O ex-dono do Banco Marka Salvatore Cacciola e o economista Luiz Augusto Bragança foram presos ontem pela Polícia Federal, depois de denunciados pelo Ministério Público, com mais 11 réus, por supostos crimes contra o sistema financeiro na crise da desvalorização do real de janeiro de 1999. O juiz Abel Gomes, da 6ª
Vara Federal Criminal, afirmou em despacho que a PF grampeou telefones de Cacciola e achou indícios de outros crimes, entre eles lavagem de dinheiro, que ainda não tinham sido descobertos. Gomes considerou também que o ex-banqueiro poderia prejudicar as investigações, por isso atendeu ao pedido feito pelo MPF.
O juiz negou pedidos de prisão contra Francisco Lopes, ex-presidente do BC (acusado, entre outras coisas, de desviar R$ 1,5 milhão em dinheiro público). Mas aceitou a denúncia contra todos os réus, por crimes como peculato, gestão temerária, corrupção passiva e falsidade ideológica.
A denúncia foi oferecida pelos procuradores da República Artur Gueiros, Bruno Acioli e Raquel Branquinho. Dois funcionários do Banco Central – a diretora de Fiscalização, Teresa Grossi, e Alexandre Pundek – foram denunciados. Dois ex-diretores do BC também são réus no processo: Cláudio Mauch e Demóstenes Madureira de Pinho Neto.
‘‘Requeridas pelo MPF e Polícia e deferidas judicialmente’’, afirmou Gomes em seu despacho, ‘‘medidas de interceptação de ligações telefônicas (...), de diversas conversas se pode detectar (...) que o acusado Salvatore demonstra indícios da prática de novos crimes, todos dentro do mesmo contexto, tais como crimes contra o sistema financeiro, ordem tributária e lavagem de dinheiro, como se depreende dos trechos degravados e transcritos (...)’’.
O magistrado também relata que as testemunhas Leila Malafaia e Leon Sayeg declararam ter recebido telefonemas do próprio ex-banqueiro e pelo menos um anônimo – o que poderia caracterizar intimidação.

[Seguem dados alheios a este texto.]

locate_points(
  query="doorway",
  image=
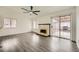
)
(61, 27)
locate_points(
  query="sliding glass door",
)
(65, 27)
(61, 27)
(55, 26)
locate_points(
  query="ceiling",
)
(44, 10)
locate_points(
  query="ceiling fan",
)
(31, 11)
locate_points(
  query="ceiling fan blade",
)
(31, 7)
(24, 9)
(35, 13)
(25, 12)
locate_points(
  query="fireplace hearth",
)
(43, 31)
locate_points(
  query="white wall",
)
(77, 26)
(72, 11)
(23, 23)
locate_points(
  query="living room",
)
(39, 28)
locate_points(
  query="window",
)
(9, 23)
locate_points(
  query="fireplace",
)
(43, 31)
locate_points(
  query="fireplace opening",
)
(43, 31)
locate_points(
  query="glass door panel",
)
(55, 28)
(65, 27)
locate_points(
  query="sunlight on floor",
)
(9, 44)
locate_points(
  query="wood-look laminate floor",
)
(31, 42)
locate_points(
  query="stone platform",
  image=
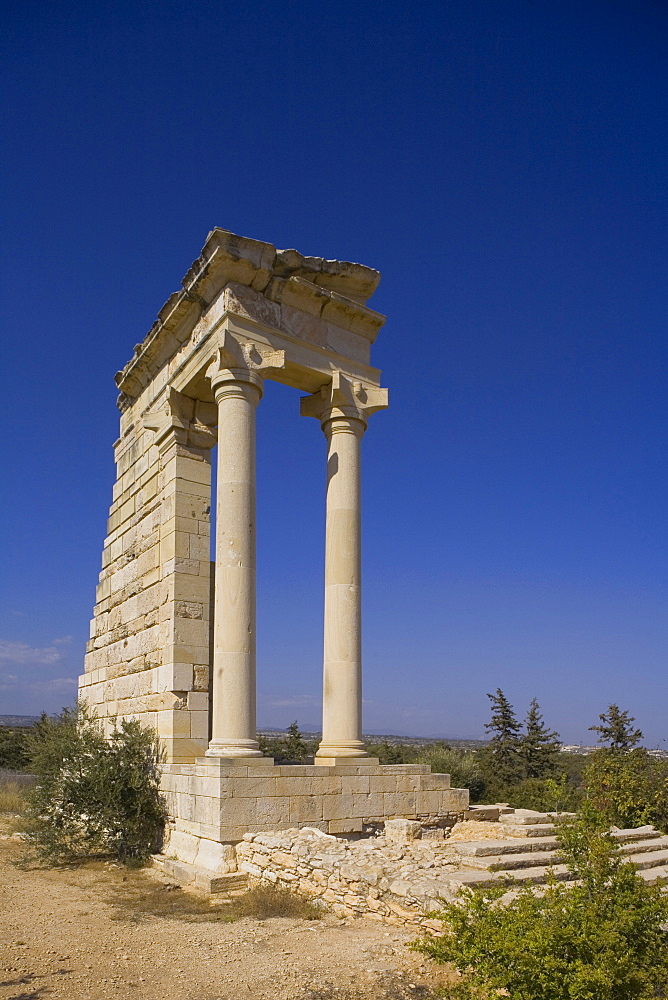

Na sua decisão, o juiz ainda lembra que Cacciola é tratado como ‘‘Capo’’ pelos seus funcionários. O despacho faz menção a crimes que seriam cometidos por Cacciola, mas que não foram informados.
O juiz também ressaltou que Cacciola possui instituições financeiras fora do Brasil e nasceu na Itália, ‘‘país que não extradita nacionais’’. Por isso, considerou Gomes, caso o ex-dono do Marka perdesse o processo, ele poderia fugir para o Exterior sem ser punido.
‘‘Isso sem contar as informações que o delegado Pontes, da Interpol de Brasília, ofereceu, no sentido de que o réu foi visto no Aeroporto de Genebra em julho de 1999, logo após a descoberta e apuração destes fatos, fazendo uso de passaporte que não era brasileiro, semelhante ao da República Italiana’’, acrescentou.
Contra Bragança, pesou a acusação da testemunha Regina Lúcia Bittencourt Sampaio. O juiz argumentou, em sua decisão, que Regina ‘‘relata já ter sido agredida fisicamente pelo réu, bem como o fato de que ele (Bragança) chegou a ligar para uma amiga da depoente, no sentido de que esta convencesse Regina a seguir exatamente a orientação que um advogado por ele contratado iria fornecer’’.
O magistrado considerou que, em relação aos outros cinco réus que tiveram prisões preventivas pedidas pelo MP (Lopes, Martins, a ex-diretora do Marka Cínthia Souza, o ex-presidente do Banco FonteCindam Luiz Antonio Gonçalves, que está no exterior, e o ex-dono do banco Roberto Steinfield), não havia indícios suficientes de que poderiam fugir do País, alegação dos procuradores para pedir a sua detenção.
Cacciola foi detido pela PF em um spa em Gramado (RS) e sua transferência para o Rio seria ontem à noite. Bragança foi preso em casa, no Leblon, no Rio. No fim da tarde, Bragança foi levado da PF ao IML, onde fez o exame obrigatório de corpo de delito e, de lá, para a Polinter. A previsão da PF era levar Cacciola direto do aeroporto para a superintendência da PF no Rio.